Using nanostructured glass, scientists from the University of Southampton's Optoelectronics Research Centre (ORC) in UK have developed the recording and retrieval processes of 5D digital data by femtosecond laser writing.
The storage allows unprecedented properties including 360 terabyte (Tb) per disc data capacity, thermal stability up to 1,000 degrees Celsius and virtually unlimited lifetime at room temperature (13.8 billion years at 190 degrees Celsius) opening a new era of eternal data archiving.
The technology was first experimentally demonstrated in 2013 when a 300 kilobyte digital copy of a text file was successfully recorded in 5D. Major documents from human history such as Universal Declaration of Human Rights, Newton's Opticks, Magna Carta and Kings James Bible, have been saved as digital copies that could survive the human race.
The documents were recorded using ultrafast laser, producing extremely short and intense pulses of light.

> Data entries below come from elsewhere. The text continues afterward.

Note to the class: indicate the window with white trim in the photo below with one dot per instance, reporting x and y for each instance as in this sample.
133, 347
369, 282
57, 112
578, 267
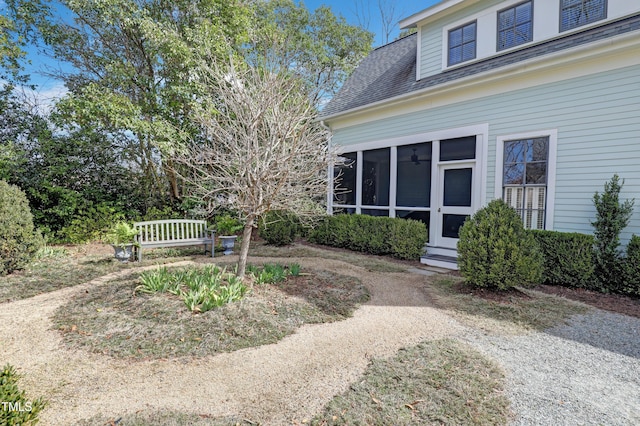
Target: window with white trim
576, 13
515, 25
524, 179
462, 43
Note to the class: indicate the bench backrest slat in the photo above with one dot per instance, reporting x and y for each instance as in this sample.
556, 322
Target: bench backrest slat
170, 230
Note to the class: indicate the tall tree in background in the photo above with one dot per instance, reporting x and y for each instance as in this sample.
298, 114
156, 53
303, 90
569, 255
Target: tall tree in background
320, 47
11, 52
387, 11
264, 149
133, 61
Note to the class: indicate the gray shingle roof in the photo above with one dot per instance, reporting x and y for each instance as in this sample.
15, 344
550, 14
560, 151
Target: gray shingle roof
389, 71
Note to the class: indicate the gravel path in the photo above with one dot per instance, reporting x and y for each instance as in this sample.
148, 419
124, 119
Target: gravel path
586, 372
275, 384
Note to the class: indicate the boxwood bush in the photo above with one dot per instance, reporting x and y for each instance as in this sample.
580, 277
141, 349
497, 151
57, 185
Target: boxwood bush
495, 251
19, 242
279, 228
400, 238
568, 258
631, 267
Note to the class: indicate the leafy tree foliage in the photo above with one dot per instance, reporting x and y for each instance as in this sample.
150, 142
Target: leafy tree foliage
76, 180
132, 76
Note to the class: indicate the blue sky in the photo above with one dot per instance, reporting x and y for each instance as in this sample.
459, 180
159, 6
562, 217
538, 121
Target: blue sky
369, 9
357, 12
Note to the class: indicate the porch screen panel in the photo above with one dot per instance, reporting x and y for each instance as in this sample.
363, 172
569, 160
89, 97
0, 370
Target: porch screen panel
375, 177
344, 188
413, 187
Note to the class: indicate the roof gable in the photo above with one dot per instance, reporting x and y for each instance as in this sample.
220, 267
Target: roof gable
390, 71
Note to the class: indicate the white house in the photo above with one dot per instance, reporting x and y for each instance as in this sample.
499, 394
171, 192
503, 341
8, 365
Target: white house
536, 102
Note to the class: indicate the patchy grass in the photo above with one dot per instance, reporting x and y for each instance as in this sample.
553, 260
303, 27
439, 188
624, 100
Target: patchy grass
57, 267
440, 382
511, 312
165, 418
369, 262
113, 319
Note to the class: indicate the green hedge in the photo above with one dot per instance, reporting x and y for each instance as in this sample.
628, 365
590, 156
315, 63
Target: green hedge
495, 251
279, 228
19, 241
400, 238
631, 267
568, 258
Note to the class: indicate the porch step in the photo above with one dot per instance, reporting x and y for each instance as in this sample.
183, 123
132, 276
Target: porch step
440, 261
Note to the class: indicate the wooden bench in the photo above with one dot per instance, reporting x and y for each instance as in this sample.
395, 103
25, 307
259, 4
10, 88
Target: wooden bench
172, 233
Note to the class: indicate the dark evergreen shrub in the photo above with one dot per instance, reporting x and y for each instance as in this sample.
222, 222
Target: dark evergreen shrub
612, 217
279, 228
19, 242
631, 267
568, 258
400, 238
495, 251
408, 238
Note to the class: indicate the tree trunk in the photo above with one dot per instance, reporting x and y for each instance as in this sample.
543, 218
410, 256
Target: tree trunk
244, 248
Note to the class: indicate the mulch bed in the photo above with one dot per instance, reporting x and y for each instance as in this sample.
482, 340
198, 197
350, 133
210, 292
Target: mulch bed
609, 302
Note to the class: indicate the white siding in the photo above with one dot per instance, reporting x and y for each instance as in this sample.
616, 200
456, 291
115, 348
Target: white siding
598, 123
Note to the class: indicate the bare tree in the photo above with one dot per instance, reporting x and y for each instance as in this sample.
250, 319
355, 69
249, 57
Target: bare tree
387, 11
263, 149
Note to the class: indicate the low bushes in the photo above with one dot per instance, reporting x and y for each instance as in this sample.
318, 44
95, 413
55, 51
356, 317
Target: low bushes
279, 228
495, 251
631, 268
400, 238
19, 241
568, 258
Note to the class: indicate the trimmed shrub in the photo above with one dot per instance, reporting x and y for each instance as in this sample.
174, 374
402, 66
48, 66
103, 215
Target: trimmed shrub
19, 242
495, 251
15, 409
279, 228
568, 258
612, 217
631, 267
400, 238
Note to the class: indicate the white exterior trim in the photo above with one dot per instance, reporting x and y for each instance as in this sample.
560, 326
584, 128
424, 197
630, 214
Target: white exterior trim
604, 55
479, 165
551, 167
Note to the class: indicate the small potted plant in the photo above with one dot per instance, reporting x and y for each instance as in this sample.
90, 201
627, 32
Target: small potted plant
122, 238
227, 227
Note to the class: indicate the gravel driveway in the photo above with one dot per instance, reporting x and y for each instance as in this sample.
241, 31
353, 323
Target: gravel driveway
586, 372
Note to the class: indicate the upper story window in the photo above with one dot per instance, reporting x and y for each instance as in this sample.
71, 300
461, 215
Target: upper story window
462, 43
576, 13
515, 25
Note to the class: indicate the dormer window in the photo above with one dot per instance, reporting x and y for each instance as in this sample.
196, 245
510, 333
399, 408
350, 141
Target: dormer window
462, 43
576, 13
515, 25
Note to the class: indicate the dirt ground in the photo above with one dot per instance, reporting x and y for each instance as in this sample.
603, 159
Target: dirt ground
282, 383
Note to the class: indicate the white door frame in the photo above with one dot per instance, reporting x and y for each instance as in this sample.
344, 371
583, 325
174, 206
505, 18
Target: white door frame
440, 209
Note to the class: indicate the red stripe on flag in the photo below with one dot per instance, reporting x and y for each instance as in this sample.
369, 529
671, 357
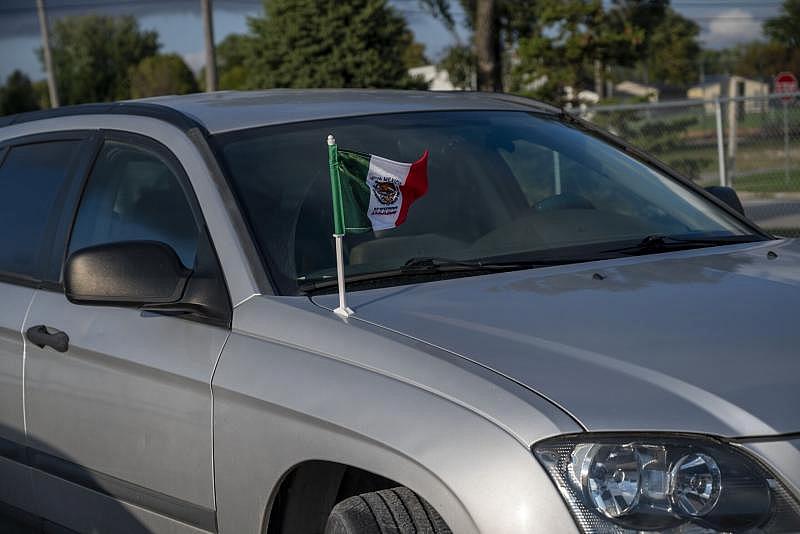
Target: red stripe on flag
415, 186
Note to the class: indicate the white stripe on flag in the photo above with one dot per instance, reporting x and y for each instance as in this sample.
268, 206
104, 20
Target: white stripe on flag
384, 179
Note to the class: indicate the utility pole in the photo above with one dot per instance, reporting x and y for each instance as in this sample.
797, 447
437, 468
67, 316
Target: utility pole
487, 46
48, 58
211, 61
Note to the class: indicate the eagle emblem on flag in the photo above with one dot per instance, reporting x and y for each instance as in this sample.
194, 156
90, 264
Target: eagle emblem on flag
386, 190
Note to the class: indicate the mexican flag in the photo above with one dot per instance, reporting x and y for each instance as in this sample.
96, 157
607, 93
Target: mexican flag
371, 192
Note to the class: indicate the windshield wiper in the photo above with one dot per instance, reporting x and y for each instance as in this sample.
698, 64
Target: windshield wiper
663, 243
427, 265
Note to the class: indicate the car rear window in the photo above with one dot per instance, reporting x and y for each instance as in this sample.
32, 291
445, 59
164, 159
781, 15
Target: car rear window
32, 177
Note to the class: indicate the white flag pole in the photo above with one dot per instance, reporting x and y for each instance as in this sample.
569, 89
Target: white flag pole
336, 188
343, 310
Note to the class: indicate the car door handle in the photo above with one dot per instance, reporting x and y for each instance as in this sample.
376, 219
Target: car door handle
42, 336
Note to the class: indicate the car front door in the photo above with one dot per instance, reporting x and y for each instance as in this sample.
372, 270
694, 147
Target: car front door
118, 405
34, 183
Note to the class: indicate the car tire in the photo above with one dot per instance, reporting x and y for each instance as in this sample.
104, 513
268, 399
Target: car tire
392, 511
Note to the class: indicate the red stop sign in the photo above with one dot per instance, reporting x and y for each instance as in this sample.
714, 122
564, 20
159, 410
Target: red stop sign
786, 82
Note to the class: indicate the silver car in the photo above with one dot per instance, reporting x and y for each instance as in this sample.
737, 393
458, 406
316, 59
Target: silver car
564, 335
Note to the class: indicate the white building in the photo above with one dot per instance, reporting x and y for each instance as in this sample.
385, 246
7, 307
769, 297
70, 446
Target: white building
438, 80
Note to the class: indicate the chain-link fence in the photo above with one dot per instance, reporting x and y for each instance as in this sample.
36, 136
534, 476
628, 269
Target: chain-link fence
749, 143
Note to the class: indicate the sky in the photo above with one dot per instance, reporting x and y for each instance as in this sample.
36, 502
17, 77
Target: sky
723, 23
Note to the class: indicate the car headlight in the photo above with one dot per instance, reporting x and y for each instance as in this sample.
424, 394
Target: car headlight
624, 483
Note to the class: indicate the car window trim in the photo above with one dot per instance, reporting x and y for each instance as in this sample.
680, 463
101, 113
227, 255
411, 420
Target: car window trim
174, 164
48, 242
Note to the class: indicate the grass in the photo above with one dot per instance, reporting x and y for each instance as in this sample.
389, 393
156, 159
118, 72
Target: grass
784, 232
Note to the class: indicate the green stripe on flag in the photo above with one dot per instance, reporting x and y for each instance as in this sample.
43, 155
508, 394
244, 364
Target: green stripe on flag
336, 190
354, 168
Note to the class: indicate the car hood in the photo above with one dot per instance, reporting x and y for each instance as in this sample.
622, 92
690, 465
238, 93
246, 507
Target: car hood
704, 340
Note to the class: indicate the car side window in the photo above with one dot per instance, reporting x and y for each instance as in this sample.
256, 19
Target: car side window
133, 194
32, 178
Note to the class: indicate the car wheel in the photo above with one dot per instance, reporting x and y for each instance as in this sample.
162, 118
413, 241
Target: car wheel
392, 511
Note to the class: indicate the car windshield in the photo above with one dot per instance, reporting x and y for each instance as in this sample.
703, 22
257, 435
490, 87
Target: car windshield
504, 186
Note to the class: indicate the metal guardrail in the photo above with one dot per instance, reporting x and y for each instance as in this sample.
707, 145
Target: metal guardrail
751, 143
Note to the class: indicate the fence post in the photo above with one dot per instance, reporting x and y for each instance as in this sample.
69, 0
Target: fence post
786, 142
733, 123
720, 142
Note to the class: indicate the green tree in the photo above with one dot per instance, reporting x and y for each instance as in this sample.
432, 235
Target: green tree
673, 50
414, 54
785, 28
17, 95
162, 74
497, 27
93, 55
327, 43
575, 39
231, 55
762, 61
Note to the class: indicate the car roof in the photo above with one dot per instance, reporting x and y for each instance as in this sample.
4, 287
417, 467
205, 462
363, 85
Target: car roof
225, 111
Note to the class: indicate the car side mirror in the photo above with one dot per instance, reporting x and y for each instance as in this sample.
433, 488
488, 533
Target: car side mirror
129, 273
728, 196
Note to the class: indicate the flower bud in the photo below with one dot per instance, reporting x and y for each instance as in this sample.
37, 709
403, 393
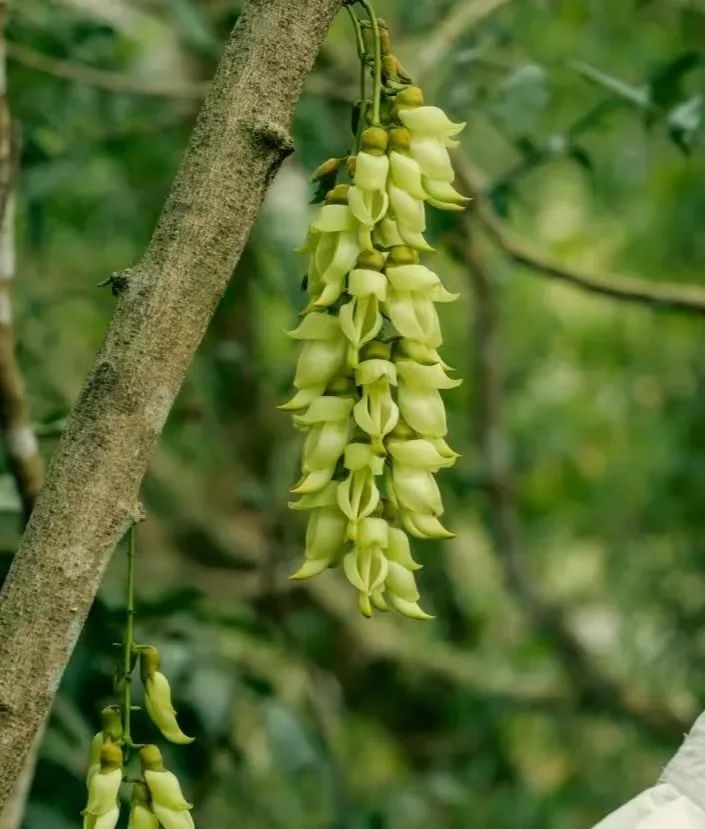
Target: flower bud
399, 140
325, 538
409, 98
141, 814
402, 255
371, 171
102, 811
157, 697
328, 168
168, 801
371, 260
374, 140
426, 120
338, 195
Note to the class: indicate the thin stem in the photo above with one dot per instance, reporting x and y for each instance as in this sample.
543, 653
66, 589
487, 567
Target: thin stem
377, 94
362, 55
128, 643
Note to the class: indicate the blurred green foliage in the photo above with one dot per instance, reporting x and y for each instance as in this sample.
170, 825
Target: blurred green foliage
587, 116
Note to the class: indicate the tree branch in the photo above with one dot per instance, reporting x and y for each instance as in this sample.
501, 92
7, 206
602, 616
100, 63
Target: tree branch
20, 441
165, 303
591, 685
663, 296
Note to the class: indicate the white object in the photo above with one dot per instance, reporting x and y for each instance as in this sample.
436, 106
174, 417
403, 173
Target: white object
678, 800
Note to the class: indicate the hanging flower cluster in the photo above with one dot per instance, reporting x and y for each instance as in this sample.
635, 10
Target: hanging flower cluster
369, 374
157, 800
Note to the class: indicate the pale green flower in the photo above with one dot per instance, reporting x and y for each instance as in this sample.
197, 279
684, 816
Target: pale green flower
322, 356
325, 538
420, 402
328, 420
333, 245
168, 801
366, 566
410, 304
443, 195
157, 697
376, 413
428, 120
358, 495
360, 319
102, 810
141, 814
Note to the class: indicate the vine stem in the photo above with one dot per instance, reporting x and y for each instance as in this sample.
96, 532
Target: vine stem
128, 641
362, 55
377, 93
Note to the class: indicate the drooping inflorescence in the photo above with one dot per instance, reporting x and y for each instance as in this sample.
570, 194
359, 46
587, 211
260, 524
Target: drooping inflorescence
156, 799
369, 375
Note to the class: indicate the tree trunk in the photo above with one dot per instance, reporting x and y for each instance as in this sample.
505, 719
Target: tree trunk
164, 306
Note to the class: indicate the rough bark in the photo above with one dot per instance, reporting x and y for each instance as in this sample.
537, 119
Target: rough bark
164, 305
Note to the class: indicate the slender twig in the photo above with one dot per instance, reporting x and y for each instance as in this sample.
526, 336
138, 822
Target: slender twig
666, 296
108, 80
465, 15
377, 73
362, 56
129, 637
592, 686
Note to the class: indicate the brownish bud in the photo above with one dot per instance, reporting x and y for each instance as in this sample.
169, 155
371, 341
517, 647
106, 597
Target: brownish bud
376, 350
409, 98
399, 139
372, 260
338, 195
402, 255
402, 431
110, 757
328, 168
340, 386
374, 140
151, 758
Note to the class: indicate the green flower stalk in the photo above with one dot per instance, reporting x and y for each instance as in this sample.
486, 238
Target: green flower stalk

The file is written in three layers of nanostructured dots separated by five micrometres (one millionth of a metre).
The self-assembled nanostructures change the way light travels through glass, modifying polarisation of light that can then be read by combination of optical microscope and a polariser, similar to that found in Polaroid sunglasses.
Coined as the 'Superman memory crystal', as the glass memory has been compared to the "memory crystals" used in the Superman films, the data is recorded via self-assembled nanostructures created in fused quartz.
The information encoding is realised in five dimensions - the size and orientation in addition to the three dimensional position of these nanostructures. "It is thrilling to think that we have created the technology to preserve documents and information and store it in space for future generations," said Peter Kazansky, from the ORC.
"This technology can secure the last evidence of our civilisation - all we've learnt will not be forgotten," Kazansky said.